I realize I am suggesting that some share of this population accepts baseless abstract hatreds willingly. Once that fact is acknowledged, one must seek to understand the complexities of the rationales and rationalizations of those doing so. As Levi has observed of Nazi leaders, many of whom denied the plain fact of their heinous actions following World War II,
there are, it is true, those who lie consciously, falsifying reality itself, but more numerous are those who weigh anchor, move off, momentarily or forever, from genuine memories and fabricate for themselves a convenient reality. … The substitution may begin in full awareness, with an invented scenario, mendacious, restored, but less painful than the real one; in repeating its description to others, but also to themselves, the distinction between true and false progressively loses its contours and man ends by fully believing the story he has told so many times and still continues to tell, polishing and retouching here and there the details which are least credible, incongruous or incompatible with the acquired picture of historically accepted events: initial bad faith has become good faith.10
Sadatolhosseini has reminded Europeans, Middle East nation residents and Americans, as Lincoln reminded his fellow citizens 150 and more years before, that there is a straightforward alternative to the descent into mindless animosity that Levi dispassionately chronicled: It is to see instead the dignity and possibility inherent in one’s fellow human beings and to wrestle with the vicissitudes of life’s realities, good, bad and ugly, together. This is no easy task, but to sacrifice the privilege of freedom to wild lies aimed at cruel division seems an extraordinary price to pay for a temporary, malicious and too often, bestial, consolation. It is clear that Trump and the GOP will continue to lead those willing to enter the realm of unalloyed hatred along a path to democratic self-destruction. One may hope that the broader American public will employ the ballot box to end peaceably the efforts of those now pressing in the United States for such unabridged brutality before it can wholly control and destroy the institutions of self-governance. That challenge remains.

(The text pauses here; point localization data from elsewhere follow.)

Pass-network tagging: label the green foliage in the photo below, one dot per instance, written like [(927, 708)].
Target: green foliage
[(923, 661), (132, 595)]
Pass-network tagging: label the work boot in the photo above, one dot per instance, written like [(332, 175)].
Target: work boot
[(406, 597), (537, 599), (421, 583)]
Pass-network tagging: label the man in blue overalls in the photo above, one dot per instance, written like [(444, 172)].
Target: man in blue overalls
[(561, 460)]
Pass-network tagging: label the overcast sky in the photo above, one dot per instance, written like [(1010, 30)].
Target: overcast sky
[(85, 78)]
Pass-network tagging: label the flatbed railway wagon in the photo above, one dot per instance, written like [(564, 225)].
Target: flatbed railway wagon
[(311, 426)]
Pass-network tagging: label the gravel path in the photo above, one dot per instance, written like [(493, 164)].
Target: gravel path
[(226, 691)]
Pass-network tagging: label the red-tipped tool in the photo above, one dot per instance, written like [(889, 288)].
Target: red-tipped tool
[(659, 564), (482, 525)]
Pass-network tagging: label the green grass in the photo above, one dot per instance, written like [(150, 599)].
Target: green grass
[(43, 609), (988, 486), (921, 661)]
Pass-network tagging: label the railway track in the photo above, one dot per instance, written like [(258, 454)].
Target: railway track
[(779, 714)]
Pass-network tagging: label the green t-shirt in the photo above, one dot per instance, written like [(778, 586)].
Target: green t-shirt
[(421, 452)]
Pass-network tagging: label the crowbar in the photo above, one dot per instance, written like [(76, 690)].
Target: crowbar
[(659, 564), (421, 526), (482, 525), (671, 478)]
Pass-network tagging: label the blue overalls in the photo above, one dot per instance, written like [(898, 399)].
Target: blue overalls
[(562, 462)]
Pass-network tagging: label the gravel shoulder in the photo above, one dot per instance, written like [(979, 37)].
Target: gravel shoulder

1 Klepper, David and Ali Swenson. “Trump Openly Embraces, Amplifies, QAnon Conspiracy Theories,” The Associated Press, September 16, 2022, https://www.yahoo.com/news/trump-openly-embraces-amplifies-qanon-100112440.html. Accessed September 16, 2022.
2 Klepper and Swenson, “Trump Openly Embraces, Amplifies, QAnon Conspiracy Theories.”
3 Klepper and Swenson, “Trump Openly Embraces, Amplifies, QAnon Conspiracy Theories.”
4 Russonello, Giovanni. “QAnon Now as Popular in U.S. as Some Major Religions, Poll Suggests,” The New York Times, August 12, 2021, https://www.nytimes.com/2021/05/27/us/politics/qanon-republicans-trump.html, Accessed September 16, 2022.
5 Shear, Michael D. and Thomas Gibbons-Neff. “Trump Sending 5200 Troops to the Border in an Election-Season Response to Migrants,” The New York Times, October 29, 2018, https://www.nytimes.com/2018/10/29/us/politics/border-security-troops-trump.html, Accessed September 16, 2022.
6 Levi, Primo. The Drowned and the Saved. London: Little Brown Book Group (Abacus), 2013, pp.25-26.
7 Lincoln, Abraham. First Inaugural Address, March 4, 1861. New Haven, CN: Yale University, The Avalon Project: Documents in Law, History and Diplomacy. https://avalon.law.yale.edu/19th_century/lincoln1.asp, Accessed September 16, 2022.
8 Iscoe, Adam. “Visiting Dignitary: Slowly, Slowly,” The New Yorker, September 12, 2022, p.14.
9 Iscoe, “Visiting Dignitary,” p. 14.
10 Levi, The Drowned and the Saved, p.20.